A SIPRI study said on Monday that as of January last year, China, Pakistan and India had 320, 160 and 150 nuclear warheads respectively. There are nine countries in the world that have nuclear weapons – America, Russia, Britain, France, China, India, Pakistan, Israel and North Korea.
“China is in the midst of a significant modernization and expansion of its nuclear weapons list, and India and Pakistan are also expanding their nuclear arsenals,” the study said.
It has been more than a year since the military standoff between the armies of India and China in eastern Ladakh on May 5, 2020, during which the two sides also clashed violently for the first time in 45 years.
India and China have slightly progressed the process of disengagement in the Pangong Lake area, while there is a deadlock over talks at many other points.
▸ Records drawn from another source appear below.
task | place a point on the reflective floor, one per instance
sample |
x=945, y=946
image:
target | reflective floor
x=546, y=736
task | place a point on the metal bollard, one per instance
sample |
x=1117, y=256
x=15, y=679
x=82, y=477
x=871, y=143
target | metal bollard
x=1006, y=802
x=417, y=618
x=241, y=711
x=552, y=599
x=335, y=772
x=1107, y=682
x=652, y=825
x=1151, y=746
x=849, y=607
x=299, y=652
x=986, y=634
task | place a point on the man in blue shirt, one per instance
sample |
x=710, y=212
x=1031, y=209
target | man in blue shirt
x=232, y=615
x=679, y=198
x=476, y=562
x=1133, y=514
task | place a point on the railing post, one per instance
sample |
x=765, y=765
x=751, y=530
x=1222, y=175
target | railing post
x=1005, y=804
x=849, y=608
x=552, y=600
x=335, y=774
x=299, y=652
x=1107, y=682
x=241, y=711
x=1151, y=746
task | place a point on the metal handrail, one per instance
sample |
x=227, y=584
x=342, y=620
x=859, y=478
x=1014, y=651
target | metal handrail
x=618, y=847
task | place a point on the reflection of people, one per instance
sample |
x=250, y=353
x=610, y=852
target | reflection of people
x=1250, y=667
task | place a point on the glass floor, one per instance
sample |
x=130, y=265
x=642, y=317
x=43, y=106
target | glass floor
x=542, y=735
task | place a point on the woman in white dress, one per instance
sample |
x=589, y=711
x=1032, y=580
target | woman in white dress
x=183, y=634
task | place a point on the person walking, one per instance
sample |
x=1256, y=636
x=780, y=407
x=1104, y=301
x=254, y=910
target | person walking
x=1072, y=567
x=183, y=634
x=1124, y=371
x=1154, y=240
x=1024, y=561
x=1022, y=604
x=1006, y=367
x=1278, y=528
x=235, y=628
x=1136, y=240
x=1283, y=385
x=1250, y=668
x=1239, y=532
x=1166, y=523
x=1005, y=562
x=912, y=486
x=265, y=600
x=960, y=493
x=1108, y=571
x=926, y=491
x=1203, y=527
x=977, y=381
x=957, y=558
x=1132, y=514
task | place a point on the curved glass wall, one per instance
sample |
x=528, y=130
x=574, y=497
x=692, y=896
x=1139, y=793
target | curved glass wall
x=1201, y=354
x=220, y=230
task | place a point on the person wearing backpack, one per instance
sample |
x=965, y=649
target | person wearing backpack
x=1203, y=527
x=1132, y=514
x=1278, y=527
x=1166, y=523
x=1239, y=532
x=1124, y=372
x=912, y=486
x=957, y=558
The SIPRI study also talks about the storage of raw materials that countries have to make their nuclear weapons.
“The raw material used for nuclear weapons is easily degradable. It is either highly enriched uranium (HEU) or plutonium,” it said.
The study found that China, France, Russia, the UK and the US produced both HEU and plutonium for use in their nuclear weapons.
“The governments of India and Pakistan make statements about some of their missile tests, but do not provide any information about the status or size of their (nuclear) arsenals,” it said.
The SIPRI Yearbook 2021 study states that out of the world’s total of 13,080 global nuclear warheads, about 2,000 are placed “in a state of high operational alert.”
It also said that Saudi Arabia, India, Egypt, Australia and China were the five largest importers of major arms in the world between 2016 and 2020. During this period, Saudi Arabia accounted for 11 percent of global imports of major weapons and India’s 9.5 percent.